Se termina de secar el pelo y extiende la toalla lo
mejor que puede. Sobre la cama tiene ya preparados un calzoncillo blanco y unos
calcetines negros, así que se los pone. Después coge el pantalón del traje,
también estirado junto a la camisa y la americana. Los vaqueros, a los que está
acostumbrado, se suben hasta la altura de la cintura, pero un pantalón de traje
va mucho más arriba, como hasta el ombligo, y hasta ahí lo sube, abrochando los
dos botones y la pieza metálica y subiendo la cremallera. Entonces se da cuenta
y se ve obligado a desabrochárselo todo y a bajar el pantalón hasta las
rodillas mientras se pone la camisa blanca, que es nueva y reluce.

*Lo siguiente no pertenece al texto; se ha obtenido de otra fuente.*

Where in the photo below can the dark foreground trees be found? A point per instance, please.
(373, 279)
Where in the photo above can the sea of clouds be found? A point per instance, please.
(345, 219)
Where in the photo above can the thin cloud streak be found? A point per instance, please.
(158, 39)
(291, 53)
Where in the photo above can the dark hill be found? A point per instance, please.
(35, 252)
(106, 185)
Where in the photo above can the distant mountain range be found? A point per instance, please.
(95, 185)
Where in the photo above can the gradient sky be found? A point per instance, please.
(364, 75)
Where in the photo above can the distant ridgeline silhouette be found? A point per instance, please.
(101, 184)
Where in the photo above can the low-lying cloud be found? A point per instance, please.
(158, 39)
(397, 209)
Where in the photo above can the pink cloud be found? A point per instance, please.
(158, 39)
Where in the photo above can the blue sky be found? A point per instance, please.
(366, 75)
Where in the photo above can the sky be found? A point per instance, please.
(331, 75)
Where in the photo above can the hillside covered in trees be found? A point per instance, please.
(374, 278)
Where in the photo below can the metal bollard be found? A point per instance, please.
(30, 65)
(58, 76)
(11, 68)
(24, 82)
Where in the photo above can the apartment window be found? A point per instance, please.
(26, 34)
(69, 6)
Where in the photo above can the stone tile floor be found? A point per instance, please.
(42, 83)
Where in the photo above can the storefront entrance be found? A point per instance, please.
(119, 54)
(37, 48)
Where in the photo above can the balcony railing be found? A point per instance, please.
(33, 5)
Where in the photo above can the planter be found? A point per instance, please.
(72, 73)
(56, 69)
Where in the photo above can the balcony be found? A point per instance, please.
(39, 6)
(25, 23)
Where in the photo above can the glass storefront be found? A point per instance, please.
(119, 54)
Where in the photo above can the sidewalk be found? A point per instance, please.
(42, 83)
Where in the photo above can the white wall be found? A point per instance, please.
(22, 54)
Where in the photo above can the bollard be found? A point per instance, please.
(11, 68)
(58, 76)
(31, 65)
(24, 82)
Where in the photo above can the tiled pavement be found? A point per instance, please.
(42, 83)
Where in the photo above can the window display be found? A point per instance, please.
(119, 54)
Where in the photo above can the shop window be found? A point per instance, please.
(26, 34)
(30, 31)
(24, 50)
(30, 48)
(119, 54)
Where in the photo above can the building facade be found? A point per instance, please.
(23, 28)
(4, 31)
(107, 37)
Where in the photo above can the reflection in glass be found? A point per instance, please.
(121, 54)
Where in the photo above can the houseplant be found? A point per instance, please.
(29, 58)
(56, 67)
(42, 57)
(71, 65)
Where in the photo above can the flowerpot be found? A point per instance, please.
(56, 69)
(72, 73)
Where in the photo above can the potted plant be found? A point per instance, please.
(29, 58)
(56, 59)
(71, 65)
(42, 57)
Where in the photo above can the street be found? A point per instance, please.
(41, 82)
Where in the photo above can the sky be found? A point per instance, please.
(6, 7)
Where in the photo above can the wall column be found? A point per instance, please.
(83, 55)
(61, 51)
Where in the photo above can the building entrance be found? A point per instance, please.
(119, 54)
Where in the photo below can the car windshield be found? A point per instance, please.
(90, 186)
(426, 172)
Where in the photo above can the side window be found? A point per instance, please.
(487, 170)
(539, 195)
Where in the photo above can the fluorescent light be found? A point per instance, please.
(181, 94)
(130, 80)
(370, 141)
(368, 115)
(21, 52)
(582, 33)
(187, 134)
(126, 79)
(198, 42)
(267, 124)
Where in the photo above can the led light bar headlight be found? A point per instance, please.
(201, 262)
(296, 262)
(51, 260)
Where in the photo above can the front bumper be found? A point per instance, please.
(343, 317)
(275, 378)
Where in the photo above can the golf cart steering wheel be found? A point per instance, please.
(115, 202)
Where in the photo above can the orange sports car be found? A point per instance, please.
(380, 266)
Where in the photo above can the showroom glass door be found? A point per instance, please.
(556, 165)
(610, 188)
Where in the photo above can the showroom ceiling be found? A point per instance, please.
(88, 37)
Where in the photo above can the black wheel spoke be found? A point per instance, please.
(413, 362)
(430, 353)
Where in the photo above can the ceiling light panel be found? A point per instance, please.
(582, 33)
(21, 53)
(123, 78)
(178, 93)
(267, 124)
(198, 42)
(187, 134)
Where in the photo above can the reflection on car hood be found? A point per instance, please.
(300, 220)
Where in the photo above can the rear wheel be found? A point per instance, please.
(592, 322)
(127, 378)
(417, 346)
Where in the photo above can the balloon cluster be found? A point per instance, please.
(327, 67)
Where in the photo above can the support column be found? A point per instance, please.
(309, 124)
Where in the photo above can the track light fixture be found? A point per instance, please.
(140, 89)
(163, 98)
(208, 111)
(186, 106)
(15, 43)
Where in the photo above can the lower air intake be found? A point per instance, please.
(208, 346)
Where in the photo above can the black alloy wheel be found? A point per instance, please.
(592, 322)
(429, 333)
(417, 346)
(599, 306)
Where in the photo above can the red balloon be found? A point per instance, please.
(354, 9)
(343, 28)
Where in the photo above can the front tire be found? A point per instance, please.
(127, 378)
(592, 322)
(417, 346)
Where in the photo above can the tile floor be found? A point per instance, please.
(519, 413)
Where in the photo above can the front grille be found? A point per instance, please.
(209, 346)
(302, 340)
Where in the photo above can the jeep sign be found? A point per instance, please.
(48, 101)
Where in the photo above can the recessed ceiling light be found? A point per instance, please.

Se abrocha
todos los botones, también los de las mangas, y entonces sube el pantalón que
se come la camisa, la cual queda estirada marcando su figura. Se sienta y se
calza los zapatos, que son de su padre y le quedan grandes, y tarda buscando la
forma de atarse los cordones de tal forma que le aprieten todo lo posible, para
que no le bailen al andar, pero que no arruguen el zapato. Ya está casi listo,
no se pone la corbata porque sería demasiado, porque no sabe anudársela y
porque no tiene, pero sí se pone el cinturón, que es de su padre y al que ha
tenido que hacer un agujero por su cuenta, muy alejado de los otros. El cinturón
es innecesario, el pantalón ya le queda prieto, pero debe llevarlo por
estética. Ya solo queda la americana, en la cual, al cogerla, descubre que aún
hay una etiqueta de la tienda. El traje es bueno y la etiqueta no es un pedazo
de cartón atado con plástico, sino que es caro y está atada con un hilo de
tela. Mira a un lado y a otro, si acaso buscando unas tijeras, y entonces se
acerca la etiqueta al rostro y roe el hilo con los dientes hasta romperlo.
Porque aunque la mona se vista de seda, mona se
queda.
Porque Miguel sigue siendo un bárbaro.